Newly released records have shown that most of the signups for insurance coverage are over that age.
Among all of the 2.2 million people who have purchased insurance on the federal and state exchanges as per the requirements of the health care reform during the last three months, over half are in the age group of 45 years or older.
Should this health insurance enrollment trend continue, it could throw the figures off the predictions.
The health care reform forecasts were based on a much larger participation from individuals in a younger age group. These younger and healthier policyholders tend to use medical services less, in effect, subsidizing older age groups through the premiums that they pay. The predictions for the system were based on a larger number of younger people enrolling for coverage.
Nearly 1.2 million people have enrolled to comply with the individual mandate of the health care reform.
This, according to the statistics released by Health and Human Services (HHS) Secretary Kathleen Sebelius when she released the data from the October 1 through December 28 enrollments. Over 1 million people enrolled in coverage in December, alone.

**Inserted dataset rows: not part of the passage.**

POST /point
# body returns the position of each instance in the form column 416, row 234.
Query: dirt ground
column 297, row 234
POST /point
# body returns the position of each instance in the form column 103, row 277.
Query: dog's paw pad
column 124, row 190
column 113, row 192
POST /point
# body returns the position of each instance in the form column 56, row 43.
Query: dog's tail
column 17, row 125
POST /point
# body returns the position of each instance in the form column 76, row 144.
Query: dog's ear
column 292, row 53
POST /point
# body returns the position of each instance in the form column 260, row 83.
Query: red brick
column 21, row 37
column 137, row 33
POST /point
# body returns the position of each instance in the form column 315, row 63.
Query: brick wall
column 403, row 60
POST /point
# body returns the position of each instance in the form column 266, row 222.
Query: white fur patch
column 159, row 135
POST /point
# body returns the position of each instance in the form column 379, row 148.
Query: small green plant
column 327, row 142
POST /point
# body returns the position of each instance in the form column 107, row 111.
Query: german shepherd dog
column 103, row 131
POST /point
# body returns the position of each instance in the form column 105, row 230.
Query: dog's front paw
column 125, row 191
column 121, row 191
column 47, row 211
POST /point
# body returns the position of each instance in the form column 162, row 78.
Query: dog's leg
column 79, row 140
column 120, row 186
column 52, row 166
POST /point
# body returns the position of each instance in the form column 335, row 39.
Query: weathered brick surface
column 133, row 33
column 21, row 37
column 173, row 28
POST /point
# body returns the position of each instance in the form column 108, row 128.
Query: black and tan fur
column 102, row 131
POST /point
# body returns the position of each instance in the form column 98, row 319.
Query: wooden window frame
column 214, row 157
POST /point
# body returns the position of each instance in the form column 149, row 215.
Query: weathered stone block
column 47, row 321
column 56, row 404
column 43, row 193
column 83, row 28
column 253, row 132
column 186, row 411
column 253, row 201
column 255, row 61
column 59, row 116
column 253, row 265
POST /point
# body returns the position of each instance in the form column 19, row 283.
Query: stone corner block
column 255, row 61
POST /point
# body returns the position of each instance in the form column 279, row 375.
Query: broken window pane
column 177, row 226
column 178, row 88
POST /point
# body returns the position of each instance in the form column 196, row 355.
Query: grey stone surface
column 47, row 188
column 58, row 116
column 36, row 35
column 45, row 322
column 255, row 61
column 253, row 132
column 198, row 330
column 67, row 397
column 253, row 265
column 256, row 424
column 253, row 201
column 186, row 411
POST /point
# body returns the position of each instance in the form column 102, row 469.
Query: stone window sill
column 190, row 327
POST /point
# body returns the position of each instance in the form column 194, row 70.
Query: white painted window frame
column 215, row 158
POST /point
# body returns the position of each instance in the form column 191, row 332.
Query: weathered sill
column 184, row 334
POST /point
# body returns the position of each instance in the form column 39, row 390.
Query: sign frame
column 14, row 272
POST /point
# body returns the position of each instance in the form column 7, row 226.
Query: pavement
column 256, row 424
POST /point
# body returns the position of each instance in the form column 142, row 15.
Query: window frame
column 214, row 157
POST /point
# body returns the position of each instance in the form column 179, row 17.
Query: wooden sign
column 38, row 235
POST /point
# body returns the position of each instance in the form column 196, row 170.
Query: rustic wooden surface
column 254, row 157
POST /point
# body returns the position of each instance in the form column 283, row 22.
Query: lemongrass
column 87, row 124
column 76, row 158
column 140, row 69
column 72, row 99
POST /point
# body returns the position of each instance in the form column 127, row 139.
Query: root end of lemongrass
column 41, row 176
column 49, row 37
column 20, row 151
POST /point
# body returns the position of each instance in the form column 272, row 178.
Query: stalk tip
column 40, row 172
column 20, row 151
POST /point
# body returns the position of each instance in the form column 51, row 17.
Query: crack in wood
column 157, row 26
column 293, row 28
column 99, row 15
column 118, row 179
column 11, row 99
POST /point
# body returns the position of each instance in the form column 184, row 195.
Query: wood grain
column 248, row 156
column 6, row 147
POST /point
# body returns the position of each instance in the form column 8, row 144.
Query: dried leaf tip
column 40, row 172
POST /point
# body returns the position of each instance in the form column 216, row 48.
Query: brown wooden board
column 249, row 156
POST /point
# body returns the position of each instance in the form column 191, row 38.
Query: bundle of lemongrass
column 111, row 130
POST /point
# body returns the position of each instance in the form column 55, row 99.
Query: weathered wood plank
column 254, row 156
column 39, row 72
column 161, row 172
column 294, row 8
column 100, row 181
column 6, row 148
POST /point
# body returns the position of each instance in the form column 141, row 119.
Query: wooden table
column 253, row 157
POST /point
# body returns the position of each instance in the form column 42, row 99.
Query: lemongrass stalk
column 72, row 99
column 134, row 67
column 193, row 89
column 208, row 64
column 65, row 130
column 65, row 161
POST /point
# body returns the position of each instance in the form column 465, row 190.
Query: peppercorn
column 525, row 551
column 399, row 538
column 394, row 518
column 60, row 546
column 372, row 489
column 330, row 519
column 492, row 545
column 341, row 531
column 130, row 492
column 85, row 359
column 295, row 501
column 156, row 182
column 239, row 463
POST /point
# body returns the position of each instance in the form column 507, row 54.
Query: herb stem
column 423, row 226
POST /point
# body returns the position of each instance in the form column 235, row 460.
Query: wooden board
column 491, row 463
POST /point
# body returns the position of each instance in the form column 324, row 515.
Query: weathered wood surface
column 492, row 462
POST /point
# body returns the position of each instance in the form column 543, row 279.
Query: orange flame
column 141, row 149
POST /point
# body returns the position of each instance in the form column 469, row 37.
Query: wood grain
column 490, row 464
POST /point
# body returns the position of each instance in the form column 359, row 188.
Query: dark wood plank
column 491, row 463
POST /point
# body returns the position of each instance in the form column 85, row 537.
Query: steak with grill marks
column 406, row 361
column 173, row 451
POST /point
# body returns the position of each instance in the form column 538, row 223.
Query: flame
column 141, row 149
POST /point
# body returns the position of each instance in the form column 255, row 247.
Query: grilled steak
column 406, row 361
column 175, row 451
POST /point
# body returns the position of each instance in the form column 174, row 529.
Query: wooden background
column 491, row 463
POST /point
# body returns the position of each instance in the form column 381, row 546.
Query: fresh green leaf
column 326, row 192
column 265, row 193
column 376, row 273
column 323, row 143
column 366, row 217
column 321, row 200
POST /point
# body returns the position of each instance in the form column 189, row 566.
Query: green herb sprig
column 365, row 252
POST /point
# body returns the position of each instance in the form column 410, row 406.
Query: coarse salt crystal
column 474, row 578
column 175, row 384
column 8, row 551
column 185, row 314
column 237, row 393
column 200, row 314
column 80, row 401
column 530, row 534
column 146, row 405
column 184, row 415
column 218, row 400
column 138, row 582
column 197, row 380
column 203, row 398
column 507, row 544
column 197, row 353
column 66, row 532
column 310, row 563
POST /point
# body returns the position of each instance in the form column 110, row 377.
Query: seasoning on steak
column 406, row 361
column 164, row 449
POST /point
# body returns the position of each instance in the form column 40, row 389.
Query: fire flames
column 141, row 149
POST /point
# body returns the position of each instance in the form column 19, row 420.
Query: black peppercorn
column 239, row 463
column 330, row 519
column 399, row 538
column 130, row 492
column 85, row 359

Beyond those figures, there are an additional 956,000 people who have signed up for their private health insurance coverage through the exchanges that are based in individual states, instead of being run by the federal government. That figure represents the signups that occurred during the same period of time, according to records from the HHS.
Sebelius and other officials also pointed out that 55 percent of all of those enrolled in coverage through the exchanges are between the ages of 45 and 64 years old. That said, even though the majority of people are within that age group, officials from the HHS have also pointed out that more than a quarter of all of those who have signed up – approximately 26 percent – are under the age of 35 years.
According to acting HHS deputy secretary for planning and evaluation, Nancy Delew, this percentage of younger enrollees in the health care reform law’s individual mandate is comparable to the percentage that was seen in the earlier months of the exchange in Massachusetts, which was established in 2006 and provided a model for the federal overhaul.